I turned to the Medical Establishment for help. I have been to psychiatrists, psychologists, and even a physician who specializes in Sleep Medicine. The latter put me through a sleep study. But sleep studies are designed to detect Sleep Apnea. Like the Saturday Night Live routine about the Greek restaurant where, no matter what you order, they give you a Cheeseburger; they are only trying to answer one question, do you Apnea: yes or no. They gave me a sedative so I would actually sleep. In the morning they showed me how my body wakes dozens of time a night without my knowing. I felt like I slept great and just wanted to keep getting the sedative. Instead they ordered a CPAP machine for me.

I spent hundreds of dollars on this CPAP machine. It was like having a vacuum cleaner hose attached to my face. It takes me hours to fall asleep, now I had this uncomfortable contraption on me. It worked – to the extent that the device wouldn’t allow me to sleep. It now lies in the closet gathering dust.

The physicians and psychologist have had me try just about everything; Blue-Blocker glasses, Alpha-Wave generators, Melatonin, and all kinds of behavior modification techniques – you name it. I am actually one of the few people on whom the knock-out sleep drug Ambian doesn’t even work.

One psychologist even suggested that I “…just think happy thoughts”. I canceled my next appointment.

After a year of intensive medical intervention I have resigned myself to the fact that I was born with this condition and it is incurable. I sometimes fall into some very unhappy thoughts about seeking permanent sleep, but those quickly disburse. But I confess; were it possible to sell my soul to the Devil, I would trade it in a heartbeat to be able to sleep like a normal person. I am so tired.


kara said...

remind me to tell you about some of the night terrors brendan's been woken up to lately. i think the sleep issues might be genetic.

BLOGitse said...

ooops, that must be very, very draining!
I'm like your wife and I get up very early - like this morning at 4.
I'm bright awake and ready to start thinking! Because I feel fresh my brains start working even if I or my body would like to relax and stay in warm bed.
I hope you have a good day today! :)

Charlie said...

I can't even begin to imagine what life-long insomnia like yours would be like. Awful, Robert, awful.

Mary Witzl said...

I've got the same thing you've got, Robert, though I don't think I suffer quite as badly: I generally get about six hours of sleep a night, but they are almost never in one block.
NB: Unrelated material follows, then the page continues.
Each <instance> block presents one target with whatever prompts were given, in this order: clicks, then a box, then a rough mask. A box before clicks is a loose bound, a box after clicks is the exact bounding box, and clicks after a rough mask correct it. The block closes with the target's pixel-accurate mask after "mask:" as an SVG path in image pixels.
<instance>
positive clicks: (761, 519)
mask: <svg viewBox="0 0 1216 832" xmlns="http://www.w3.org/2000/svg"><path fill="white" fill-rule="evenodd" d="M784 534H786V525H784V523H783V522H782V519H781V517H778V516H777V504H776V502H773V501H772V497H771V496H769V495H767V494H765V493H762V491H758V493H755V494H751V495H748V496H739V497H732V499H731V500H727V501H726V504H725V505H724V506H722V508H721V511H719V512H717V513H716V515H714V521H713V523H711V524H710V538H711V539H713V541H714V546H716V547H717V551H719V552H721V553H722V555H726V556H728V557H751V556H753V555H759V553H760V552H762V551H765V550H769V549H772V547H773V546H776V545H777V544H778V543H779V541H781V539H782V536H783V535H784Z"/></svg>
I wake up several times every night. Some nights I only get two or three hours. When that happens, it's tough.

The only thing that has worked for me is exercising to the point of exhaustion. I used to jog three miles, swim one, do many sets of weight-lifting, all in one day. When I did this, I slept FANTASTICALLY. Sadly, I developed early arthritis and can no longer use this method of sleep induction. One thing a friend of mine told me has helped: some people just aren't supposed to sleep as much as others. It's tough when your partner falls asleep within seconds and gets a long, satisfying sleep every time; you get so envious!
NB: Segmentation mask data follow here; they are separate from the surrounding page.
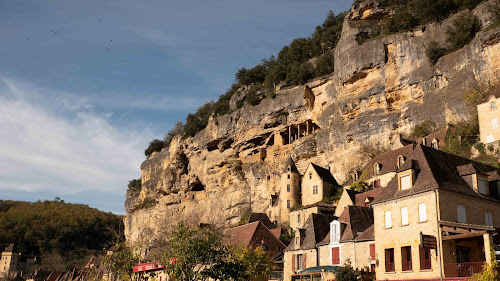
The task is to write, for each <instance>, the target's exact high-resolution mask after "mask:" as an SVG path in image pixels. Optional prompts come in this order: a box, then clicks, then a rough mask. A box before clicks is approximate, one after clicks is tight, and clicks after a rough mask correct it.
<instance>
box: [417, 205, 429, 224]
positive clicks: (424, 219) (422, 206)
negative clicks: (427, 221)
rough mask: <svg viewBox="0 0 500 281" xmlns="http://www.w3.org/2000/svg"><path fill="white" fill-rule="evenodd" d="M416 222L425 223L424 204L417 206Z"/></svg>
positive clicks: (424, 208) (425, 209)
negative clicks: (417, 210) (417, 207)
mask: <svg viewBox="0 0 500 281" xmlns="http://www.w3.org/2000/svg"><path fill="white" fill-rule="evenodd" d="M418 220H419V221H420V222H423V221H427V210H426V208H425V203H420V204H418Z"/></svg>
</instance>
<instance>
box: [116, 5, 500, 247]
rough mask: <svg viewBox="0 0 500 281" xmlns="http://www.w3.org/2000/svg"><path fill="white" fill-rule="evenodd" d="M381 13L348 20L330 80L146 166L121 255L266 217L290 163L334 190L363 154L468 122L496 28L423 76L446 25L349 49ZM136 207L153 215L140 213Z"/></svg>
mask: <svg viewBox="0 0 500 281" xmlns="http://www.w3.org/2000/svg"><path fill="white" fill-rule="evenodd" d="M485 9H486V8H485V6H484V5H482V6H478V7H477V8H476V9H475V10H474V13H475V14H476V15H478V17H479V18H480V20H481V22H482V24H483V26H487V25H488V24H489V20H490V19H489V16H488V13H487V11H486V10H485ZM389 13H390V11H385V10H383V9H380V8H378V6H377V3H376V2H375V1H369V2H365V3H364V4H363V5H361V6H359V7H356V9H352V10H351V11H350V13H349V14H348V16H347V17H346V20H345V22H344V27H343V31H342V37H341V39H340V42H339V44H338V45H337V47H336V49H335V73H334V74H333V75H332V76H330V77H328V78H323V79H319V80H315V81H312V82H310V83H308V85H306V86H300V87H295V88H291V89H287V90H279V91H277V95H276V98H275V99H270V98H268V99H264V100H263V101H262V102H261V103H260V104H259V105H257V106H250V105H245V106H243V107H242V108H240V109H238V110H236V111H234V112H233V113H231V114H227V115H224V116H220V117H216V118H212V119H211V120H210V121H209V124H208V126H207V127H206V128H205V129H204V130H203V131H201V132H199V133H198V134H197V135H196V136H195V137H192V138H188V139H185V140H180V139H175V140H174V141H173V142H172V144H171V145H170V147H169V148H165V149H163V150H162V151H161V152H158V153H154V154H153V155H152V156H150V157H149V158H148V159H147V160H146V161H144V163H143V164H142V165H141V170H142V183H143V185H142V191H141V192H140V193H139V194H131V193H129V194H127V201H126V203H125V207H126V210H127V215H126V217H125V227H126V228H125V234H126V237H127V242H128V243H129V245H137V244H141V245H142V246H148V245H147V244H148V243H152V242H151V241H154V239H152V237H156V238H158V237H161V236H162V235H164V233H165V231H166V230H167V229H168V227H169V226H172V225H174V224H176V223H177V222H179V221H181V220H182V221H185V222H188V223H192V224H197V223H212V224H216V225H220V226H224V225H226V226H227V225H230V224H233V223H235V222H237V221H239V219H240V216H241V215H243V214H245V213H249V212H266V211H267V209H268V208H269V201H270V198H271V195H274V194H276V193H277V192H278V191H279V189H280V186H279V184H280V176H281V172H282V168H283V163H284V162H285V161H286V159H287V158H288V157H290V156H291V157H292V158H293V159H294V161H295V163H296V165H297V168H298V170H299V172H301V173H303V172H304V170H305V169H306V167H307V164H308V163H309V162H314V163H316V164H318V165H321V166H323V167H327V168H330V170H331V171H332V174H334V176H335V178H336V179H337V181H338V182H339V183H341V182H343V181H345V180H346V178H347V175H348V173H349V172H350V171H352V170H353V169H354V168H356V167H358V166H360V165H362V164H363V162H364V161H366V158H365V157H366V156H364V155H363V154H361V153H359V151H360V147H361V146H363V145H366V144H372V145H378V146H389V141H390V139H391V138H392V136H394V135H395V134H398V133H409V132H410V131H411V129H412V128H413V126H414V125H416V124H419V123H420V122H422V121H424V120H426V119H432V120H433V121H434V122H435V123H437V124H445V123H448V122H454V121H457V120H459V119H466V118H468V116H467V111H466V105H465V101H464V96H463V93H464V92H465V91H466V90H467V89H468V88H470V87H473V86H474V85H476V84H478V83H479V82H482V81H498V78H499V77H500V28H493V29H490V30H488V31H482V32H480V33H479V34H478V35H477V36H476V38H475V39H474V40H473V41H472V42H471V43H470V44H468V45H467V46H465V47H464V48H463V49H461V50H459V51H456V52H454V53H451V54H448V55H446V56H444V57H442V58H441V59H440V60H439V61H438V63H437V64H436V65H431V64H430V63H429V62H428V60H427V57H426V56H425V50H426V48H427V46H428V45H429V42H431V41H438V42H441V43H442V45H444V44H445V43H444V40H445V38H444V36H443V34H445V31H446V27H447V26H449V25H450V24H451V22H452V21H453V17H451V18H449V19H447V20H445V21H444V22H442V23H441V24H428V25H426V26H423V27H421V28H419V29H417V30H414V31H412V32H405V33H399V34H394V35H389V36H385V37H378V38H375V39H369V40H367V41H366V42H364V43H363V44H361V45H360V44H358V43H357V41H356V38H357V37H358V38H359V36H360V34H362V35H363V34H365V33H369V31H366V30H365V29H366V27H370V26H373V25H376V24H377V23H376V21H377V20H378V19H379V18H380V17H381V16H387V15H388V14H389ZM455 16H456V15H455ZM233 103H236V101H233ZM290 142H291V143H290ZM145 201H149V202H153V204H149V207H148V208H142V207H144V206H145V205H144V204H143V203H144V202H145ZM151 205H154V206H151Z"/></svg>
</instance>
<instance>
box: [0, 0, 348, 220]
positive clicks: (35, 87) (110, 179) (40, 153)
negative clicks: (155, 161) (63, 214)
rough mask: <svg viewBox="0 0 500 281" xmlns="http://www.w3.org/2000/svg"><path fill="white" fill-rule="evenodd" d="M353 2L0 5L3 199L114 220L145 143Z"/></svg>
mask: <svg viewBox="0 0 500 281" xmlns="http://www.w3.org/2000/svg"><path fill="white" fill-rule="evenodd" d="M351 3H352V1H347V0H345V1H344V0H339V1H337V0H335V1H323V0H311V1H297V0H288V1H285V0H276V1H261V0H254V1H239V0H220V1H219V0H214V1H169V0H163V1H157V0H149V1H136V0H120V1H103V0H86V1H67V0H59V1H40V0H36V1H35V0H33V1H24V0H0V62H1V63H0V199H14V200H26V201H36V200H38V199H40V200H46V199H49V200H51V199H53V198H54V197H56V196H58V197H60V198H62V199H64V200H65V201H67V202H74V203H83V204H87V205H90V206H92V207H95V208H99V209H101V210H104V211H111V212H114V213H118V214H123V213H124V208H123V204H124V201H125V190H126V185H127V183H128V181H129V180H130V179H134V178H139V177H140V169H139V166H140V163H141V162H142V161H143V160H144V159H145V156H144V149H145V148H146V147H147V145H148V143H149V141H151V140H152V139H154V138H160V139H162V138H163V137H164V135H165V133H166V132H167V131H168V130H169V129H170V128H171V127H172V126H173V125H174V124H175V123H176V122H177V121H180V120H182V121H183V120H184V119H185V116H186V115H187V113H189V112H193V111H195V110H196V108H198V107H199V106H200V105H202V104H203V103H204V102H206V101H209V100H212V99H217V97H218V96H219V95H220V94H222V93H223V92H224V91H225V89H227V88H228V87H229V86H230V85H231V83H232V82H233V79H234V73H235V72H236V71H237V70H238V69H240V68H241V67H252V66H254V65H256V64H258V63H259V62H260V61H261V59H263V58H267V57H269V56H271V55H275V54H277V53H278V52H279V50H280V49H281V48H282V47H283V46H285V45H287V44H289V43H290V42H291V41H292V40H293V39H294V38H297V37H307V36H309V35H310V34H311V33H312V32H313V31H314V28H315V26H316V25H319V24H321V23H322V22H323V20H324V19H325V17H326V15H327V13H328V11H329V10H333V11H334V12H335V13H338V12H341V11H345V10H348V9H349V8H350V6H351Z"/></svg>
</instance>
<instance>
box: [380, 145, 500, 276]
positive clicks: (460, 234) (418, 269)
mask: <svg viewBox="0 0 500 281" xmlns="http://www.w3.org/2000/svg"><path fill="white" fill-rule="evenodd" d="M499 180H500V174H499V171H498V170H497V169H496V168H494V167H491V166H488V165H485V164H481V163H478V162H474V161H472V160H469V159H466V158H462V157H459V156H455V155H452V154H448V153H445V152H442V151H439V150H436V149H433V148H430V147H427V146H423V145H417V146H416V147H415V149H414V150H413V152H412V154H411V155H410V156H409V157H408V158H407V159H406V160H405V162H404V163H403V165H401V167H399V168H398V169H397V170H396V176H395V177H394V178H393V179H392V180H391V181H390V182H389V184H388V185H387V187H386V188H385V189H384V191H383V192H382V193H381V194H380V196H378V197H377V198H376V199H375V200H374V202H372V206H373V212H374V233H375V258H376V264H377V266H376V276H377V280H384V279H385V280H402V279H433V278H448V277H470V276H471V275H472V274H473V273H475V272H477V271H479V270H481V266H482V265H483V264H484V262H488V261H489V258H490V256H489V249H490V246H491V245H492V244H493V238H494V237H493V235H494V234H496V233H497V230H498V228H497V227H498V226H500V201H499V199H500V198H499V192H498V191H499ZM495 239H497V238H496V236H495ZM495 243H496V244H498V241H495Z"/></svg>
Yoga stretches and lavender oil help me a little -- really. Also calcium supplements, but make sure they're the more expensive capsule type or you'll end up with a different problem.

Hang in there! You aren't alone.

Robert the Skeptic said...

Kara going to bed on an inflatable mattress and finding myself on the floor on a vinyl "pad" after two hours does not help.

BLOGitse Yes, it is like partially recharging one's cell phone only to have it die in two hours.

Charlie Indeed, it is probably as close as I come to having a disability.

Mary Exercise helps... I am told that swimming is good for those with arthritis. Still it IS a bit irritating to hear my partner nod off so darn quickly !!

Mary Witzl said...

Even if I swim a mile (which I frequently do) it's nowhere near as soporific as all that running and weight-lifting I used to do! But it's better than nothing. And I can get A LOT done during all that time I'm not sleeping. No cloud without a silver lining, if you'll pardon a cliche.